—¡Ah! Pero lo cierto es que ella conoció esta casa antes que yo, señor Navarro, ella caminó por estos pasillos, ella se detuvo en esta sala…
—Así es, así es…
—Dígale que olvidó su perfume.
—¿Perdone?
—Sí, dígale a… ¿Asunción, se llama? ¿Asunción, me dijo mi amigo Zurinaga?… Dígale a Asunción que su perfume aún permanece aquí, suspendido en la atmósfera de esta casa…

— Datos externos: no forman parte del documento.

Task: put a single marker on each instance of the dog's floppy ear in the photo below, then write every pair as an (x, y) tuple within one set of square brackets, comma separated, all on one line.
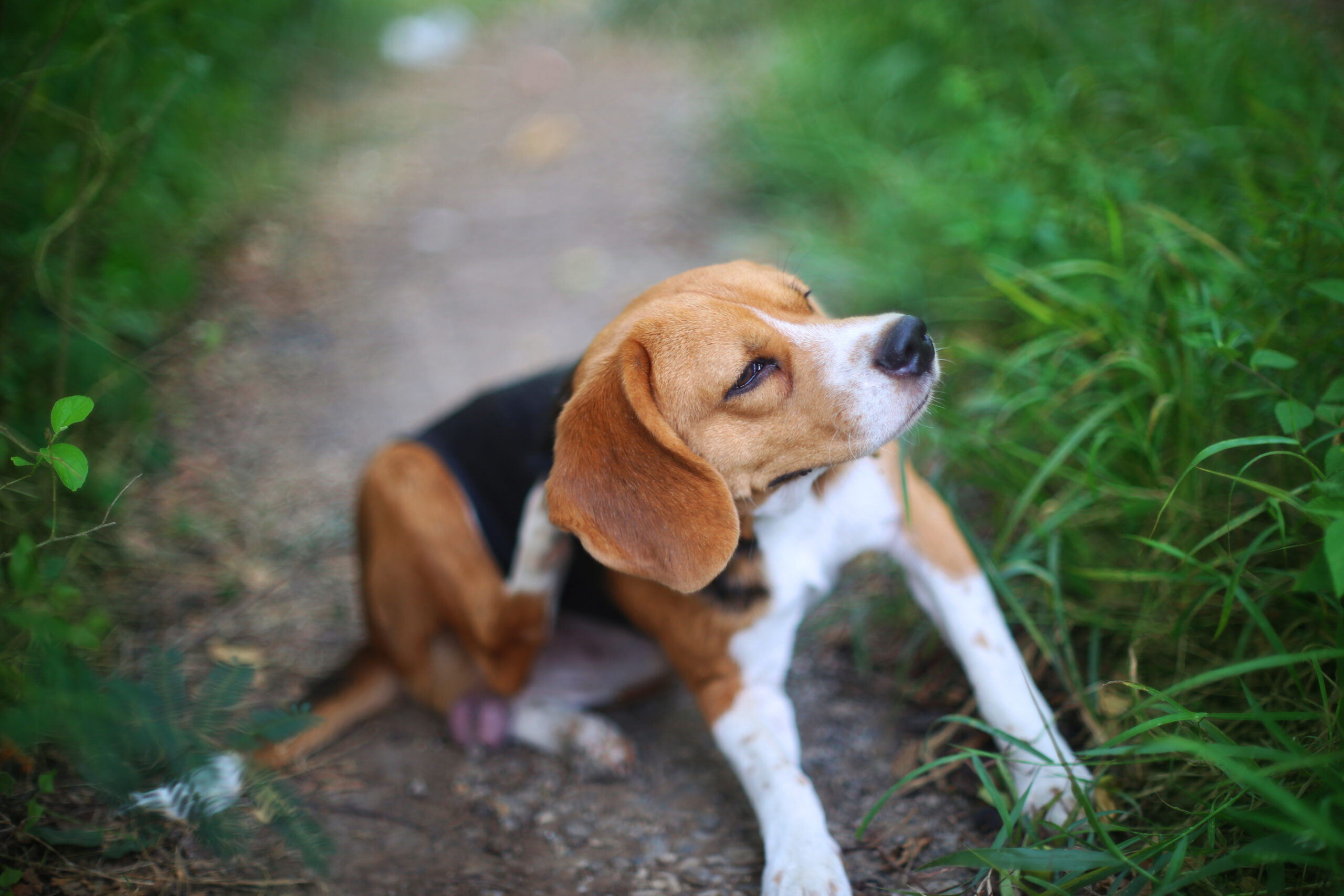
[(631, 489)]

—Cómo no, una galantería de su parte…
—Dígale a su esposa que respiro su perfume…
—Sí, lo haré. Muy galante, le digo. Ahora, por favor excúseme. Buenas noches. Y buena estancia.
—Tengo una hija de diez años. Usted también, ¿verdad?
—Así es, señor conde.
—Ojalá puedan verse y congenien. Tráigala a jugar con Minea.
—¿Minea?
—Mi hija, señor Navarro. Avísele a Borgo.
—¿Borgo?
—Mi sirviente.
Vlad tronó los dedos con ruido de sonaja y castañuela. Brillaron las uñas de vidrio y apareció un pequeño hombre contrahecho, un jorobadito pequeño pero con las más bellas facciones que yo haya visto en un macho. Pensé que era una visión escultórica, uno de esos perfiles ideales de la Grecia antigua, la cabeza del Perseo de Cellini. Un rostro de simetrías perfectas encajado brutalmente en un cuerpo deforme, unidos ambos por una larga melena de bucles casi femeninos, color miel. La mirada de Borgo era triste, irónica, soez.
—A sus órdenes, señor —dijo el criado, en francés, con acento lejano.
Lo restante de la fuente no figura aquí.